Students are encouraged to learn the following concepts of plot and apply them toward the completion of one story.

Plot: Beginnings, Middles, and Ends

1. Introduce necessary beginning elements of a plot:
Protagonist or main character, the inciting event, and the call to action.
2. Moving into the Middle: The complications.
How things get worse before they get better.

3. The Crisis: Bringing all of the complications to a boiling point.

4. Resolution and End: What gets resolved and what doesn't. Leaving some things unresolved, as in life. How the protagonist, or main character, is changed (the character arc).
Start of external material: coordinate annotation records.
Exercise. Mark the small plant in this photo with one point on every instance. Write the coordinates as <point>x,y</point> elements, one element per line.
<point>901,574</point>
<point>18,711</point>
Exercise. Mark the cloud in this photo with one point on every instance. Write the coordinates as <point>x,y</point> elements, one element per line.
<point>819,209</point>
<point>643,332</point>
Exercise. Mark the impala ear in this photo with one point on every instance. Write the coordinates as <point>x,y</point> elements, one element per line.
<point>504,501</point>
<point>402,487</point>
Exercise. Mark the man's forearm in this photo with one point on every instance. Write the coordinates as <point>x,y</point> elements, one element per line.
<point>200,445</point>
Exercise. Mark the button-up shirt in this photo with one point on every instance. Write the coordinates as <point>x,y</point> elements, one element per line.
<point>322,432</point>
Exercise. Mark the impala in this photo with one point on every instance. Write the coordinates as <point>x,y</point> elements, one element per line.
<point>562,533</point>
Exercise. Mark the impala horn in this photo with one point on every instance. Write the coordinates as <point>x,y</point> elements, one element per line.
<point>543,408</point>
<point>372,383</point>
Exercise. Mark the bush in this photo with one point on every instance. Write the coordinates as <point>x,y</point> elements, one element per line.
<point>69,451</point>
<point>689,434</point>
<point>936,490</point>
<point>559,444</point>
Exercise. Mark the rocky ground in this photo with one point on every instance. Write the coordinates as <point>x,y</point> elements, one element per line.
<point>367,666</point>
Also covered are elements such as linear and nonlinear plots, where to begin the story, flashbacks, and backstories.

Week 1: How to Begin
How to start the story. Choosing a protagonist and viewpoint and setting. The inciting event: What sets it all off. The call to action or how the protagonist commits to the journey.
Reading 1: sample story, focusing on beginning.
(Note: students may, at their discretion, complete more than one story in the class, up to one a week.)
Writing 1: Beginning page(s) of your story that introduces your protagonist, the inciting event, and the call to action.
Week 2: Moving into the Middle. The complications: things get worse before they get better. Flashbacks, backstory, and foreshadowing.
Reading 2: sample story, focusing on middles
Writing 2: next pages of your story. Include at least one complication; hint at backstory and/or short flashback; foreshadowing.
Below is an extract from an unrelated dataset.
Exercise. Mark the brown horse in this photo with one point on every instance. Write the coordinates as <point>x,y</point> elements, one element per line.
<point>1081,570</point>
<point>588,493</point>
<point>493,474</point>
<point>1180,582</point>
Week 3: The Crisis. The complications intensify and force the climax.
How to weave all of the plot threads together into one and pull tight.
Reading 3: sample story, focusing on climax
Writing 3: Continue your story, the events leading up to the climax

Week 4: Resolution: What to untie and what to leave knotted: what to resolve and leave unresolved.
Nonlinear, nontraditional plots as time allows.
Reading 4: sample story, focusing on the resolution.
Writing 4: your resolution, the events after the climax and to the end of the story.



Instructor: Stacia Ann

About The Instructor: Stacia Ann is an Linguistics Lecturer and Writing Instructor at the University of California. She has a doctorate of Education, Master's of Art in English/TESOL. This instructor has taught writing classes for over ten years. She also teaches academic writing and English as a Second Language at the University of the Pacific. A published author including works of short fiction and academic nonfiction including contest winning stories.